534 N.W.2d 163 | Mich. Ct. App. | 1995
ZWOLINSKI
v.
DEPARTMENT OF TRANSPORTATION
Michigan Court of Appeals.
Flanigan, Traver, Nelson & Emerson (by Daniel *497 A. Traver and Patrick K. Emerson), for Joan Zwolinski.
Luce, Henderson, Heyboer & Lane (by David R. Heyboer), for James Zwolinski.
Frank J. Kelley, Attorney General, Thomas L. Casey, Solicitor General, and Brenda E. Turner, Assistant Attorney General, for the Department of Transportation.
Before: MICHAEL J. KELLY, P.J., and HOLBROOK, JR., and MURPHY, JJ.
AFTER REMAND
PER CURIAM.
This case is again before this Court following our remand to the trial court. This case involves the public roadways exception to governmental immunity, MCL 691.1402; MSA 3.996(102). The relevant facts are contained in our prior opinion, Zwolinski v Dep't of Transportation, 205 Mich App 532; 517 NW2d 852 (1994).

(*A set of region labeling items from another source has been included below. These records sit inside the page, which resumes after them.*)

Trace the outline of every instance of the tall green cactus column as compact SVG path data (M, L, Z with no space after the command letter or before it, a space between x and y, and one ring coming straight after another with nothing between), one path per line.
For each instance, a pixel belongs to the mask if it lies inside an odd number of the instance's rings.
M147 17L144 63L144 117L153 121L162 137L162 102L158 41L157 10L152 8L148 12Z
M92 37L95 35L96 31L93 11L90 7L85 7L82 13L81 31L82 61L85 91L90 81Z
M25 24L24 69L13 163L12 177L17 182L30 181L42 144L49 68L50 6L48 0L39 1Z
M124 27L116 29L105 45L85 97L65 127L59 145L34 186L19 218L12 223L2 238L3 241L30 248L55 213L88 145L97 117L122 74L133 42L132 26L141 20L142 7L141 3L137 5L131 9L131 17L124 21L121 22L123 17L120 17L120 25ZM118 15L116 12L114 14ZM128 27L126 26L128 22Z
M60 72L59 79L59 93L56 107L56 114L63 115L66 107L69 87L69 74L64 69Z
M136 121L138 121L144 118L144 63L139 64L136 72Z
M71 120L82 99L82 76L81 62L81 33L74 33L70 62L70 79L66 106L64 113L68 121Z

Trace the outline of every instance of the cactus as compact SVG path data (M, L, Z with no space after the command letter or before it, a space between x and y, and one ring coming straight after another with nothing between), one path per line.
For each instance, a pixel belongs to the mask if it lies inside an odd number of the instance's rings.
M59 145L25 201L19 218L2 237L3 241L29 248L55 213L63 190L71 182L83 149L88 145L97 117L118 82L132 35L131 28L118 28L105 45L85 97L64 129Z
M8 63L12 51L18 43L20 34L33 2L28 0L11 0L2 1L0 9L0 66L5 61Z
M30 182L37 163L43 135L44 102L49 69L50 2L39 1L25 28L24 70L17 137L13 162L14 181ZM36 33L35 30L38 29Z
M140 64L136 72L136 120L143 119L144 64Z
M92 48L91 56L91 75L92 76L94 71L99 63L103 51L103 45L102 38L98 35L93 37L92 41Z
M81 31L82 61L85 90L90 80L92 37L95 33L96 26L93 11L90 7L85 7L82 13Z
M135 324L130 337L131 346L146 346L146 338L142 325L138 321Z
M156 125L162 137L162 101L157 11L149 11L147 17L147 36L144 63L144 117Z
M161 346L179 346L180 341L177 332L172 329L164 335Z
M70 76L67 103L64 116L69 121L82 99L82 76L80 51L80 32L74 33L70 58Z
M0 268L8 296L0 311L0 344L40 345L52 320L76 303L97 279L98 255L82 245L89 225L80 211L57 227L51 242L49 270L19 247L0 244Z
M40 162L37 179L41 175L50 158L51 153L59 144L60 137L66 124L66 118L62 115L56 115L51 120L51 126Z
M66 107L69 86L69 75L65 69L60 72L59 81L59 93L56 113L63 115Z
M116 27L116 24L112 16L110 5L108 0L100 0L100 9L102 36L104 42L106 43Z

Previously, we found it necessary to remand this matter, as follows:
Accordingly, it is necessary to remand this matter to the trial court to make detailed findings of fact and conclusions of law concerning the design and construction of the roadway. In particular, the trial court is instructed to expand upon and clarify the language in its written opinion that "according to expert testimony, the design and construction of the intersection was unsafe as compared with similar intersections, and that safer and more reasonable construction and installations were available." [Id., at 538.]

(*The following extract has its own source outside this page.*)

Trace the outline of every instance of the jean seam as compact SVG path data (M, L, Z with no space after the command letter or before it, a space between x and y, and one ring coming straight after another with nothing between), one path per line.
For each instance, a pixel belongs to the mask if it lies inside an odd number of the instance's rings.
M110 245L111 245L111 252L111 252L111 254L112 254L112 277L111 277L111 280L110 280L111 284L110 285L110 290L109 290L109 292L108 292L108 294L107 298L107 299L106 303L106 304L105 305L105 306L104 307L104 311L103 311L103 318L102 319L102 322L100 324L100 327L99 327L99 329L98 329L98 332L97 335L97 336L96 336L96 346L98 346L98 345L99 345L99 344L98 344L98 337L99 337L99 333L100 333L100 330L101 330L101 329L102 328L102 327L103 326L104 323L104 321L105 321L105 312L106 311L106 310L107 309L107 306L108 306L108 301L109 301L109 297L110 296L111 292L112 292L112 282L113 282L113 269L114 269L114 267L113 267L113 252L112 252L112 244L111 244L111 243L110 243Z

On remand, the trial court expanded upon its findings. The court found that defendant's failure *498 to install a guardrail at the intersection "was the proximate cause of plaintiffs' injuries." The trial court found that a guardrail was necessary because of the steep slope of the embankment adjoining the roadway and the presence of a nonflared culvert that ran underneath the intersecting side road, parallel to the main road. The trial court relied on Hutchinson v Allegan Co Bd of Rd Comm'rs (On Remand), 192 Mich App 472, 479; 481 NW2d 807 (1992), in support of its conclusion that defendant may be held liable for the failure to install a guardrail.
We also had relied upon Hutchinson in our earlier opinion for the proposition that "while liability may not be premised solely upon features located outside that portion of the roadway designed for public vehicular travel (such as the culvert and embankment in this case), the factfinder may consider those features when determining whether there is a duty to install a guardrail so as to make the road reasonably safe for travel." Zwolinski, supra at 537. Previously, we distinguished the case of Chaney v Dep't of Transportation, 198 Mich App 728; 499 NW2d 29 (1993), and found that Hutchinson was prior controlling authority under Administrative Order No. 1994-4.

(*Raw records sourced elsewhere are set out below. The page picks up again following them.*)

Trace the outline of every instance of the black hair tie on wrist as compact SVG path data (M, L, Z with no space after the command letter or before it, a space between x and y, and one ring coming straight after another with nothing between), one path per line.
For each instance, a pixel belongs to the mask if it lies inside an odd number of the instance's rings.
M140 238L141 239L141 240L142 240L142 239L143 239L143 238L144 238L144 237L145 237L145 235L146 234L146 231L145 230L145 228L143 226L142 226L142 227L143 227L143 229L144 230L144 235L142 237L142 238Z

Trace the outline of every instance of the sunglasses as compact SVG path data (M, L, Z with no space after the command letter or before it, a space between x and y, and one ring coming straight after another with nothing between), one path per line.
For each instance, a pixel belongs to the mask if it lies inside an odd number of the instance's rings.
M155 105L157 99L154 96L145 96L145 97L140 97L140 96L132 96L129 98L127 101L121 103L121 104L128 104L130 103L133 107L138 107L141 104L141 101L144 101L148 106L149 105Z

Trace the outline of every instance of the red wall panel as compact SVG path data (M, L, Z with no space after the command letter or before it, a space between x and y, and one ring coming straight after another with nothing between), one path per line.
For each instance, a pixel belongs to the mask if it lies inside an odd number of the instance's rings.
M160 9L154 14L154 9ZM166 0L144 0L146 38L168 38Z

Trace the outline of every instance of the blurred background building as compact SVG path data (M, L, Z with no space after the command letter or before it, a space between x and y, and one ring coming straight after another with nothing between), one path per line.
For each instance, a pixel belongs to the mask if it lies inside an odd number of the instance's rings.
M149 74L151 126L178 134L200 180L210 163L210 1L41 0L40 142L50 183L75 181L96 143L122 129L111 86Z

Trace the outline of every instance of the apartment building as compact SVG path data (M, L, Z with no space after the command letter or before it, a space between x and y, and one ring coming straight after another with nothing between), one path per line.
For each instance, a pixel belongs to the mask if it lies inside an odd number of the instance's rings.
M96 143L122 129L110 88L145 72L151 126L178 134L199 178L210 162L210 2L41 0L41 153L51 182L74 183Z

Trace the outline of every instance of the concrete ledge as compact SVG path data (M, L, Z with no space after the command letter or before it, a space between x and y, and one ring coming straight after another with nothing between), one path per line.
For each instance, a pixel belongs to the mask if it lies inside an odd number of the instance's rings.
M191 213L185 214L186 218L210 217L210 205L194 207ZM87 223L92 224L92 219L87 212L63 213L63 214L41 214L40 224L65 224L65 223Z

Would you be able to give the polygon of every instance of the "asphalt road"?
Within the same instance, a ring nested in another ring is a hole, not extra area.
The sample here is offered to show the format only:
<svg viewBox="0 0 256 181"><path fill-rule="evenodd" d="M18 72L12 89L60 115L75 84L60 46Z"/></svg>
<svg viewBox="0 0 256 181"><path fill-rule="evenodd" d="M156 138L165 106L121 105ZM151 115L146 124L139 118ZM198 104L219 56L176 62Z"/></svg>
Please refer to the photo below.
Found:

Since the release of this Court's earlier opinion in Zwolinski, as well as the trial court's opinion on remand from this Court, our Supreme Court decided the appeal brought from this Court's opinion in Chaney. In Chaney v Dep't of Transportation, 447 Mich 145; 523 NW2d 762 (1994), a majority of the justices agreed that the defendant Department of Transportation could not be held liable for an alleged defect in a guardrail.[1] A majority of the *499 Supreme Court is of the opinion that there can be no liability for an alleged failure to install a guardrail.[2] Although the Supreme Court in Chaney did not specifically reverse, modify, or mention this Court's opinion in Hutchinson, we are constrained to conclude that Chaney has implicitly overruled this Court's opinion in Hutchinson. Accordingly, we reverse the two judgments of the Court of Claims awarding damages to James Zwolinski and the estate of Dennis Zwolinski, deceased, for injuries arising out of the automobile accident.
Reversed.
NOTES
[1] In Chaney, Justice BRICKLEY concluded that because the railing was not located physically within the improved portion of the highway designed for vehicular travel, and because it did not integrally and directly affect safe vehicular travel on the improved portion of the highway, the highway exception to governmental immunity was inapplicable. Justice RILEY, joined by Justice GRIFFIN, concurring in part and dissenting in part, concluded that there could be no liability because the railing was not part of the improved portion of the highway designed for vehicular travel. Justice BOYLE, concurring, concluded that the claim was barred because the plaintiff did not allege a failure to repair and maintain the paved surface of the roadway or a traffic sign or signal. Chief Justice CAVANAGH, concurring, found that Justice BRICKLEY'S and Justice BOYLE'S interpretations were preferable from a policy standpoint, but that Justice RILEY'S interpretation was in accord with the plain language of the statute. Justice LEVIN, joined by Justice MALLETT, dissented.
[2] Chaney, supra at 161, 162. The facts in this case more closely parallel the situation in Hutchinson than in Chaney, as discussed in our prior opinion. However, the legal reasoning of the majority of the justices in Chaney apply in this case to invoke immunity.